An ambassador for the charity, MIND, he added: “We look to prevent mental health crises. We take away the burden off employees and place responsibility back on employers for duty of care.”
eQuoo is an emotional fitness game app. Now a successful company, Silja Litvin, a clinical psychologist, said: “We learned the hard way. Sometimes it’s hard to look outside the box and see new things.
“We don’t have to re-invent the wheel, we just need to look at our target audience and see what they are using.”
“The biggest limitation we have is simply financial.”
WeMa is a person-centred digital platform combining a care concierge service and online marketplace which helps informal carers access local care, health and wellbeing services. It can demonstrate how it’s reduced absenteeism and cut companies’ costs.
WeMa’s CEO Vivek Patni said: “Tech has to complement some level of human intervention.”
Peter said: “Coming up with new ways to maintain good mental health in a preventative way will be as essential as providing tools for acute care, and we believe tech has a significant role to play.”
You can access a recording of the event, by clicking here.
Vivek Patni, CEO of WeMa and the event’s Headline Sponsor, shares his thoughts on the event:
I had been surprised by the review’s finding that the number of people seeking access to mental health services decreased during the pandemic. My own experience is that, on the contrary, people are enquiring more. Perhaps people are realising that if they do need, for example CBT, it is probably going to be a six-month wait time for them to get any treatment.
For me, the key takeaways from this event are around how we address the issues of digital inclusion, people’s isolation, the knowledge gap that surrounds digital technologies, and the real need to combine digital assistance with human interactions.
Digital inclusion is hugely important due to its absence in some communities – and amongst different generations – and this has real world consequences for overall care outcomes. Moving forwards, the question we must ask ourselves is how is technology going to support people who speak different languages, or people from diverse communities, or amongst those with different belief systems and ways of coping with pressures? Mental health support for young teenagers who may be dealing with school or social media related challenges will be very different to those for people in their 50s and 60s who could be dealing with the problems of ageing parents and illnesses.

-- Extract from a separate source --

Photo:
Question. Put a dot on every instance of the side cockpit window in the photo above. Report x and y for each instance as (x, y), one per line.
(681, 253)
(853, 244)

Through my own experience leading WeMa, I have first-hand insights into elderly people – a group prone to isolation – who have become hard to reach and miss out on care opportunities. So, whilst the development of technology is important, we must also focus on digitally excluded communities and how future technology will address those individuals who do not have the support of a digital framework around them.
Such disparities can only be tackled by delivering a combination of technological and human interaction. Technology certainly aids the navigation of care pathways, but it is the timing and expertise of human intervention – working in tandem with the tech – that will ensure the delivery of the best care outcomes.
Delivered people, supported by technology. WeMa is very much about providing people with the right service provider alongside the actual clinical therapeutic type of mental health service. It has to be people first. “People before technology”. Technology just helps us do it better.